Given Ohio’s historic prominence in presidential elections, its somewhat conservative reputation and Republicans’ domination of state government, a majority vote to legalize marijuana would catapult the issue into mainstream national politics.
With marijuana legalization initiatives on the ballot in roughly half a dozen states in 2016, and medical marijuana on the ballot in two or three more, the issue will surely be a part of presidential candidate debates over the coming year, but a win in Ohio next week would raise eyebrows and focus attention like nothing else.
Potential outcomes
Frankly it doesn’t even matter, from a national perspective, if voters approve both Issue 3 and Issue 2 — the competing constitutional amendment that the Legislature put on the ballot to try to nullify the legalization measure if it passes.
Legislators framed their initiative as an anti-oligopoly measure but designed it to undermine all of Issue 3, not just the oligopoly provision. No one knows what will happen if both initiatives win next week, and some experts think the conflict will ultimately be addressed by the Ohio Supreme Court. But what will matter most from a national political perspective is not whether Issue 3 is ever implemented but the simple fact that Ohio voters approved the legalization of marijuana.
The principal concern raised by allies outside Ohio is that a victory for Issue 3, especially if Issue 2 loses, would encourage the filing of similar measures around the country. I think that’s a modest risk at best. None of the legalization initiatives enacted to date — in Colorado, Washington, Oregon and Alaska — contains such a provision nor do any of the initiatives headed to the ballot in 2016 — in California, Nevada, Arizona, Maine, Massachusetts and possibly Michigan.
Within Ohio, it’s not clear how the provision will fare in the courts, and the Legislature can always try to undercut the oligopoly provision in subsequent years.
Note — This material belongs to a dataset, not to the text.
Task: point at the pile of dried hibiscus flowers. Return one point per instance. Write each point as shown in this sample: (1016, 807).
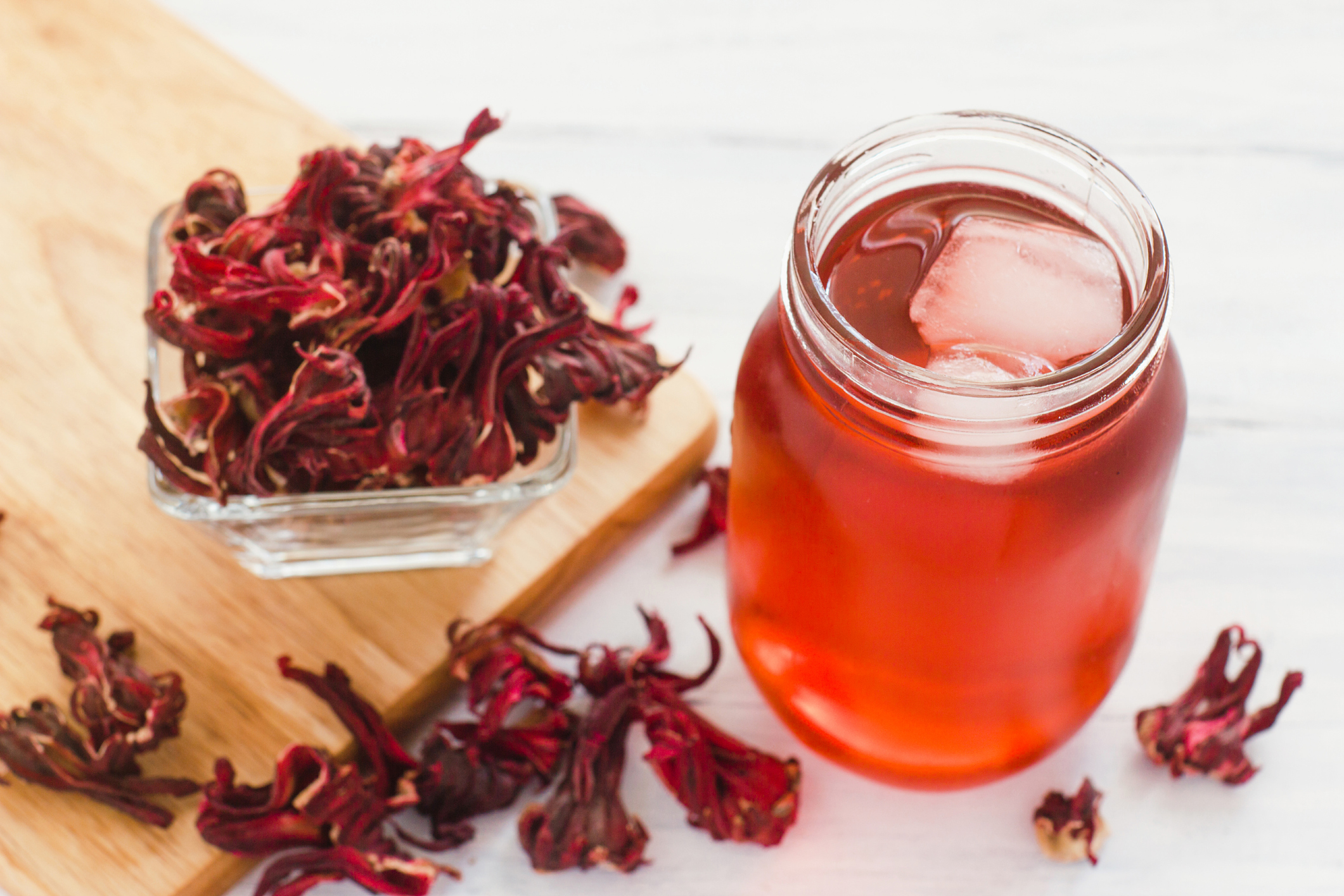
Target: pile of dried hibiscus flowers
(527, 729)
(393, 321)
Outside Ohio, any copycat effect will likely be trumped by a sense of distaste and outrage regarding that provision.
We’re entering a new era of marijuana law reform in which the influence of funders and organizations driven primarily by concerns for civil rights and personal liberties, and not by any financial interest in legalizing marijuana, will be superseded by people and corporations driven largely by their pursuit of legal profits.
Ohio’s initiative foreshadows what lies ahead, not in 2016 but years thereafter. That’s a wonderful development insofar as it means that legal profit seekers will play a leading role in ending the pervasive and racially disproportionate arrests, illegal markets and many other harms of marijuana prohibition. But legislators, citizens and advocates for civil rights and liberties as well as public health and equitable economic development will need to do all we can to ensure that post-prohibition policies reflect the values that have driven marijuana reform until now.